Intel® Integrated Performance Primitives
Deliberate problems developing high-performance vision, signal, security, and storage applications.

## Complex multiply by conjugate function for array

Beginner
820 Views

Hi,

I have similar requirement to have Complex multiply by conjugate function for array . Currently the function is a C implementation. The function takes quite a good amount of time in my application. I have to optimise wit either IPP or SSE.

Details on the function

--------------------------

Description: Array A x Comp Conj of B; Result in C.

mult_fc_fcConj_arrays (const Float_t *pAreal, // source of array 'A' real

const Float_t *pAimag, // source of array 'A' imag

const Float_t *pBreal, // source of array 'B' real

const Float_t *pBimag, // source of array 'B' imag

Uword32 Np, // number of points

Float_t *pCreal, // Dest for real part

Float_t *pCimag) // Dest for imag part

I have tried two version of IPP implementation.
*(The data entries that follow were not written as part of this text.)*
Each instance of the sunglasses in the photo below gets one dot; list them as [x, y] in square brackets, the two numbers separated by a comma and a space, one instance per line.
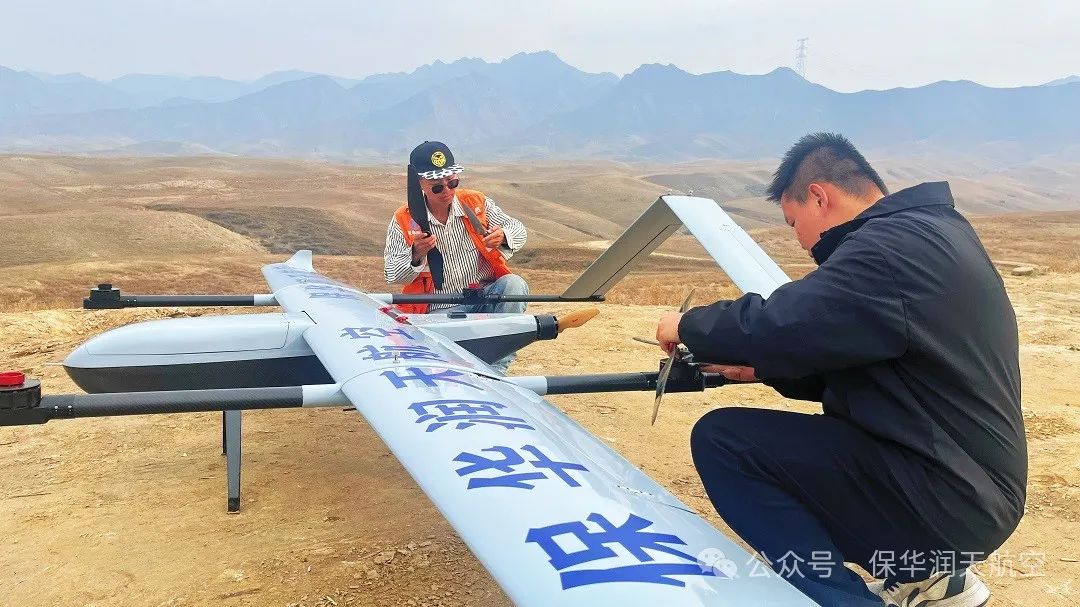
[437, 188]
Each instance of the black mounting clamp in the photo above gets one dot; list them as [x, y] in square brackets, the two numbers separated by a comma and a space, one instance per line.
[19, 400]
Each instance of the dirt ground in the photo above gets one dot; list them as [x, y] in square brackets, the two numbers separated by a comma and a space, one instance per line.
[131, 511]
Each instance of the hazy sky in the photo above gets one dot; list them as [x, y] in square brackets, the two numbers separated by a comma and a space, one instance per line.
[853, 43]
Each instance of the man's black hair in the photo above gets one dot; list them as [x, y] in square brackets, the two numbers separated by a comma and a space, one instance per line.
[823, 157]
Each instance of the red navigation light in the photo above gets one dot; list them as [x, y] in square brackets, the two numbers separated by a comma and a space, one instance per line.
[12, 378]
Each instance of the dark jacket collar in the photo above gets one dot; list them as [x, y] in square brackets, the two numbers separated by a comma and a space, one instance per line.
[923, 194]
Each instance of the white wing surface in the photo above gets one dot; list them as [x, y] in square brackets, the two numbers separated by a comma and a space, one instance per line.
[741, 258]
[556, 516]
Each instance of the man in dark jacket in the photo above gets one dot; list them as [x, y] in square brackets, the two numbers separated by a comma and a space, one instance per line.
[904, 333]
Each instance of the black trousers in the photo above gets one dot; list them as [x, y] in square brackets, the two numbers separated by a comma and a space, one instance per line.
[812, 491]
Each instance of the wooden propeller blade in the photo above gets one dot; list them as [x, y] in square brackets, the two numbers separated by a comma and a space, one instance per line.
[576, 319]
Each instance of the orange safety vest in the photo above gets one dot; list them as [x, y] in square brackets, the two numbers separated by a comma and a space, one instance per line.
[424, 283]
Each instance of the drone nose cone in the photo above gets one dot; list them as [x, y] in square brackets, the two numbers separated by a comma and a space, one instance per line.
[12, 379]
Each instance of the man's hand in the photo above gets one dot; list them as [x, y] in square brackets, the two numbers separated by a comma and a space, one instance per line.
[495, 238]
[667, 331]
[421, 245]
[734, 373]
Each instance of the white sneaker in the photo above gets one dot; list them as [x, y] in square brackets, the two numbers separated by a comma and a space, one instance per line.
[962, 589]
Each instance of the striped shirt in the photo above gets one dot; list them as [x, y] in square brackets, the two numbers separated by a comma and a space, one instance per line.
[463, 264]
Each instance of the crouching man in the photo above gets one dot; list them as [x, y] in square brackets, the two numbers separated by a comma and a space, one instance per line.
[917, 468]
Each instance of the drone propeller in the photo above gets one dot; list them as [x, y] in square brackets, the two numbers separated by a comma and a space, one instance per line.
[666, 369]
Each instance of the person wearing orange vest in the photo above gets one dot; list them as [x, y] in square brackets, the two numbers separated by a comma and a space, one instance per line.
[474, 237]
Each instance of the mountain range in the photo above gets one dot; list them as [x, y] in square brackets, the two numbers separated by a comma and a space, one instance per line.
[528, 106]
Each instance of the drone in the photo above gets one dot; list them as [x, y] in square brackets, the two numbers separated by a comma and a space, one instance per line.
[554, 514]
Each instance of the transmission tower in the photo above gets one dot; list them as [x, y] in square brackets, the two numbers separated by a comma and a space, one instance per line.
[800, 57]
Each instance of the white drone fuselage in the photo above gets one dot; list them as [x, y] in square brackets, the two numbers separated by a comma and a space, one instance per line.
[258, 350]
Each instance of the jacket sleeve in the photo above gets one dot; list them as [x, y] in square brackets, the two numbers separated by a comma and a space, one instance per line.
[397, 266]
[846, 313]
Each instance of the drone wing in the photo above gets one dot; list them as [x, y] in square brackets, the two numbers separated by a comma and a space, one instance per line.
[556, 515]
[742, 259]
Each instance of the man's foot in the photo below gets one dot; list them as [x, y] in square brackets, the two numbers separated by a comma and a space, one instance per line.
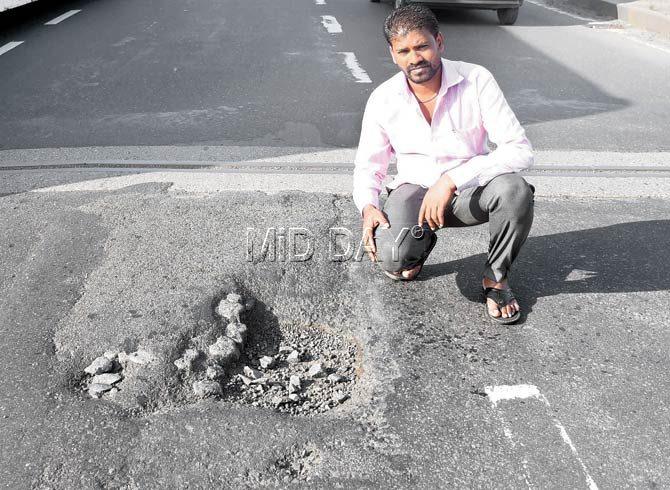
[508, 310]
[406, 275]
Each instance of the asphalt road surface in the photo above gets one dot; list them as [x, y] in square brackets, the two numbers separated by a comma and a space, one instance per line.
[140, 141]
[269, 73]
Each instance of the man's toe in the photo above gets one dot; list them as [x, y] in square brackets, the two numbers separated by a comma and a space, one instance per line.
[493, 309]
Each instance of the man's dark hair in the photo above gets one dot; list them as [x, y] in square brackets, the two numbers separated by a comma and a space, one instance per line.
[411, 17]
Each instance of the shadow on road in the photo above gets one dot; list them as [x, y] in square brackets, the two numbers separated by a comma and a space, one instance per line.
[622, 258]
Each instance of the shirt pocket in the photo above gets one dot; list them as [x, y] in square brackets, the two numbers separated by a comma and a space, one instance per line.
[460, 143]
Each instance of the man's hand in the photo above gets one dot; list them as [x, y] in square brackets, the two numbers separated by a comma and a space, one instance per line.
[372, 217]
[435, 202]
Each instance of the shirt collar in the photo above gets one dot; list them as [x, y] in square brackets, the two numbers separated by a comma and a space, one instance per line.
[450, 77]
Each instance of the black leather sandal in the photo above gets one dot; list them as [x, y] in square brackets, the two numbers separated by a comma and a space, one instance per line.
[502, 297]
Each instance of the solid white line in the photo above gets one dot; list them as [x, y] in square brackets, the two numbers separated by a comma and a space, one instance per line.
[61, 18]
[559, 11]
[9, 46]
[568, 441]
[497, 394]
[352, 63]
[331, 24]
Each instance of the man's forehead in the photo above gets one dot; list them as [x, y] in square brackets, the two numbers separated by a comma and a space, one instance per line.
[410, 37]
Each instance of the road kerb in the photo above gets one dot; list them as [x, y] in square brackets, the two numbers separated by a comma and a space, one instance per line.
[646, 15]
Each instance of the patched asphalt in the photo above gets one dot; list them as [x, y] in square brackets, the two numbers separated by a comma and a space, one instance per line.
[84, 272]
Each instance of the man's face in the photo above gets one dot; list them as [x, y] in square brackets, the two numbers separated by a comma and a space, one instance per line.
[417, 54]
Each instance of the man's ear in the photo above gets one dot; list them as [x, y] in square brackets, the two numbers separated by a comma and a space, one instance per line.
[440, 42]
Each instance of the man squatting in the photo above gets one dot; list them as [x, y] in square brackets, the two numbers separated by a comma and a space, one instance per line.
[436, 116]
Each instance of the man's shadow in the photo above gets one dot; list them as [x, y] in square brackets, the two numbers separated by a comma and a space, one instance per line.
[622, 258]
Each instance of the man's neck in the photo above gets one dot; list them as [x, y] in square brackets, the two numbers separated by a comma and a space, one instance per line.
[428, 88]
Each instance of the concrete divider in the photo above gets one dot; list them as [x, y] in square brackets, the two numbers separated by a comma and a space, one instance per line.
[10, 4]
[650, 15]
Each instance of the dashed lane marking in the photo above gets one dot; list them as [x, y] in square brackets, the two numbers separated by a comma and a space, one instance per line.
[61, 18]
[352, 63]
[331, 24]
[498, 394]
[9, 46]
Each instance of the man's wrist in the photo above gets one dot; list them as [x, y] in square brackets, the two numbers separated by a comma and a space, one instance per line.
[367, 208]
[449, 182]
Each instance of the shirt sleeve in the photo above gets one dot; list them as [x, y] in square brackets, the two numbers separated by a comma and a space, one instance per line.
[372, 158]
[513, 151]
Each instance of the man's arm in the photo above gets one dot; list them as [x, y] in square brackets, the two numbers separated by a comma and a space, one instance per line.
[372, 158]
[513, 151]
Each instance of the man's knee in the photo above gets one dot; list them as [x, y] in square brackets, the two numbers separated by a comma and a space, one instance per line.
[512, 192]
[399, 247]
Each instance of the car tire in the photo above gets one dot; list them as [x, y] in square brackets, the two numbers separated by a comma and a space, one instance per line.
[507, 17]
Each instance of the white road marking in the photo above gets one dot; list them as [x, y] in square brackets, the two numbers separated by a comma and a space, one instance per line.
[496, 394]
[559, 11]
[331, 24]
[9, 46]
[512, 392]
[580, 275]
[352, 63]
[61, 18]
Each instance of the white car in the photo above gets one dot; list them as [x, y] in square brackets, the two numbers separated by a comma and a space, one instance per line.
[507, 10]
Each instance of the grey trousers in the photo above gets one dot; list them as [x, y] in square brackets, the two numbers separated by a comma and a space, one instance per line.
[506, 203]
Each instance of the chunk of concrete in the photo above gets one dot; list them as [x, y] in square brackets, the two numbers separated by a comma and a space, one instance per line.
[234, 298]
[99, 365]
[316, 370]
[294, 384]
[111, 354]
[140, 357]
[340, 397]
[266, 362]
[106, 379]
[206, 388]
[229, 311]
[249, 304]
[96, 390]
[252, 373]
[237, 332]
[214, 372]
[224, 351]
But both version are slower then C.

//IPP implementation

IppStatus ippStats;

Ipp32fc *pSrcA, *pSrcB, *pDst; // Typecasting input and outpointers in IPP Complex format

/*//Implement-1

// p + qj = (aR+aI*j)*(bR-bI*j)=(aR*bR+aI*bI) + (aI*bR-aR*bI)j

ippsMul_32f(pAreal,pBreal,pCreal,Np);

//Calculating q = (aI*bR-aR*bI)

ippsMul_32f(pAimag,pBreal,pCimag,Np);

//Make -bI vector from bI vector

ippsSubCRev_32f_I(0,(Ipp32f *)pBimag,Np);

*/

//Implement-2

//Allocate memory for pSrcA, pSrcB and pSrcC buffer

pSrcA = ippsMalloc_32fc(3*Np);

pSrcB = &pSrcA[Np];//ippsMalloc_32fc(Np);

pDst = &pSrcA[2*Np];//ippsMalloc_32fc(Np);

if((pSrcA==0)||(pDst==0)||(pSrcB==0))

{

IPP_ERR_STATUS_var = ippStsMemAllocErr;

myIppsFree(pSrcA);//myIppsFree(pSrcB);myIppsFree(pDst);

return afDspUtils_Filter_Intel_IPP_error_See_IPP_ERR_STATUS;

}

//First Convert 2 separte IQ buffers to single complex number buffer

//IppStatus ippsRealToCplx_32f(const Ipp32f* pSrcRe, const Ipp32f* pSrcIm, Ipp32fc* pDst, int len);

ippsRealToCplx_32f(pAreal, pAimag, pSrcA, Np);

ippsRealToCplx_32f(pBreal, pBimag, pSrcB, Np);

//Using IPP API:-

//IppStatus ippsMulByConj_32fc_A21 (const Ipp32fc* pSrc1, const Ipp32fc* pSrc2, Ipp32fc* pDst, Ipp32s len);

ippStats = ippsMulByConj_32fc_A21 (pSrcA, pSrcB, pDst, Np);

if(ippStats!=ippStsNoErr)

{

IPP_ERR_STATUS_var = ippStats;

myIppsFree(pSrcA);//myIppsFree(pSrcB);myIppsFree(pDst);

return afDspUtils_Filter_Intel_IPP_error_See_IPP_ERR_STATUS;

}

//Now Convert output complex buffer to 2 separte IQ buffers

//IppStatus ippsCplxToReal_32fc(const Ipp32fc* pSrc, Ipp32f* pDstRe, Ipp32f* pDstIm, int len);

ippsCplxToReal_32fc( pDst, pCreal, pCimag, Np);

myIppsFree(pSrcA);//myIppsFree(pSrcB);myIppsFree(pDst);

Then I implemented the function using SSE. Which is quite fast and works perfect in my application as long as the vectors are 16-byte aligned.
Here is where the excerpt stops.